Primeiro, um ambiente político conturbado ameaça abortar o surpreendente esforço de ajuste fiscal posto em marcha para ajudar a restaurar a credibilidade econômica. O início do ano foi marcado por uma série de derrotas do governo no Congresso. Com isso, a viabilidade desse ajuste passou a ser imediatamente questionada. Pairam dúvidas sobre a capacidade do Planalto constituir a base parlamentar requerida para aprovar as medidas fiscais necessárias. Neste caso, a incerteza política potencializa a incerteza econômica.

Segundo, o país vem atravessando uma longa crise energética. A resistência do governo em reconhecer a gravidade do problema inviabiliza medidas que levem à superação da crise. O que significa uma enorme incerteza sobre o suprimento de energia no curto e médio-prazos. É difícil precisar probabilidades de ocorrência de racionamentos ou apagões, assim como projetar tarifas futuras de energia. Como a energia elétrica é um insumo crucial, os possíveis desfechos da crise energética afetarão a capacidade produtiva do país. Mais uma vez, a incerteza econômica é potencializada.

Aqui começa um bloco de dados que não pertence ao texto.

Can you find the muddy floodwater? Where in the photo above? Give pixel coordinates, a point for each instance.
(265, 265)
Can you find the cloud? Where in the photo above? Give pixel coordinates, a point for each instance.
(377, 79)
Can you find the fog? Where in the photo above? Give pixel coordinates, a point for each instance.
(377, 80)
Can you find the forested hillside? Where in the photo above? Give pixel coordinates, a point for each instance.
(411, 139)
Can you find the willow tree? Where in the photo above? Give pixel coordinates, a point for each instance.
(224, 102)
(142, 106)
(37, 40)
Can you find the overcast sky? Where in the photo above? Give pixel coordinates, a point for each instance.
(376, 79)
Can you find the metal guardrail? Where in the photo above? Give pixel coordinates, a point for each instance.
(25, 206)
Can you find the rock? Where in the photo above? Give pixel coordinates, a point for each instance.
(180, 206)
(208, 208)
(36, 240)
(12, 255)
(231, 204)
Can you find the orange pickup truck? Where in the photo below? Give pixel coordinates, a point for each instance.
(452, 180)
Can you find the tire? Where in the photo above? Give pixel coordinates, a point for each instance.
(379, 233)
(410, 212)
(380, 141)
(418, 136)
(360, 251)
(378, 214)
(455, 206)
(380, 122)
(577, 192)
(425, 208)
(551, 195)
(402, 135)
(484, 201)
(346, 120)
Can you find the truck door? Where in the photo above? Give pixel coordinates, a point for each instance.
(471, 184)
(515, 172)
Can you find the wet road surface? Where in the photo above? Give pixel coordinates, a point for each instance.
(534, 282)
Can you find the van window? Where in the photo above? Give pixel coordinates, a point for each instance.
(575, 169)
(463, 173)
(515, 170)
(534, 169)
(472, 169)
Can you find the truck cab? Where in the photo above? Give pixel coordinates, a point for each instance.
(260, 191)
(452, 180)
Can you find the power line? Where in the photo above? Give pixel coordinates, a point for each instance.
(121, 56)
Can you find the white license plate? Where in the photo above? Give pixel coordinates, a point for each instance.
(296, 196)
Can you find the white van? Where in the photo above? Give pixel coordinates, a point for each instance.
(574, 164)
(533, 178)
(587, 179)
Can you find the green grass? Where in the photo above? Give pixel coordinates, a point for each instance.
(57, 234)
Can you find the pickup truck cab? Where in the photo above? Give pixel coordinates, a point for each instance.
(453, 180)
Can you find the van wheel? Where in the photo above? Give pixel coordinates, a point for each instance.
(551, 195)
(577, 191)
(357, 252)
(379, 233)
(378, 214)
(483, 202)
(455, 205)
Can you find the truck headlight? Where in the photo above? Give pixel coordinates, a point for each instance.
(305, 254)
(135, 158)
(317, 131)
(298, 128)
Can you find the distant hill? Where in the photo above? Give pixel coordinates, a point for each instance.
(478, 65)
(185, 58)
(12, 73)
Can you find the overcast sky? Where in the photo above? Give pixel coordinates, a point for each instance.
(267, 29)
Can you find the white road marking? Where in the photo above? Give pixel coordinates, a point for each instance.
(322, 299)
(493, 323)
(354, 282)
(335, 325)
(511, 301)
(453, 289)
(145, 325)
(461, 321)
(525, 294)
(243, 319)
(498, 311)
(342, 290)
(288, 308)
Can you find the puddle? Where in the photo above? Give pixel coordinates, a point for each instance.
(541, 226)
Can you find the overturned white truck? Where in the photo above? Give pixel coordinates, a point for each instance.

Finalmente, não se tem a mais vaga ideia sobre quais serão os desdobramentos dessa avalanche de denúncias da Operação Lava-Jato. Mas enquanto a crise perdura, a Petrobras e as demais empresas envolvidas parecem paralisadas, e em processo de rápida contração de suas escalas de operação. Se o desenrolar do petrolão afetasse apenas essas empresas, o choque de incerteza econômica já seria brutal.

Mas a magnitude da incerteza que emana do petrolão vem sendo amplificada por dúvidas de ordem econômica, institucional e política, que transcendem às empresas implicadas e demorarão a ser esclarecidas. Há dúvidas quanto à extensão do envolvimento da classe política no petrolão. Há dúvidas quanto ao desfecho dos vários processos penais subjacentes. E, ainda, dúvidas quanto à capacidade do governo de atrair novas empresas dispostas a investir em infraestrutura. E quanto à própria governabilidade. Há dúvidas...

Hoje, ao analista macroeconômico já não basta dominar a teoria econômica e as ferramentas estatísticas usuais. É necessário compreender a dinâmica das forças políticas no Congresso, entender as inúmeras especificidades e tecnicalidades inerentes ao setor elétrico, como projeções de afluência e seus efeitos no volume dos reservatórios, ter um mínimo de familiaridade com o direito penal e o funcionamento do Poder Judiciário. Há de se concluir que nem o mais hábil dos analistas está apto a vislumbrar cenários econômicos confiáveis.

Dado este alto grau de incerteza que assola a economia brasileira, cabe nos perguntar como a atividade econômica está sendo impactada.

 

A teoria é intuitiva: incerteza econômica paralisa o investimento. O retorno esperado das várias possibilidades de investimento depende do cenário econômico prospectivo. Diante da inabilidade de se projetar tal cenário com um mínimo de nitidez, é natural que, sob a hipótese plausível de que o investimento possui algum componente irreversível, se opte por postergá-lo à espera de um período menos incerto.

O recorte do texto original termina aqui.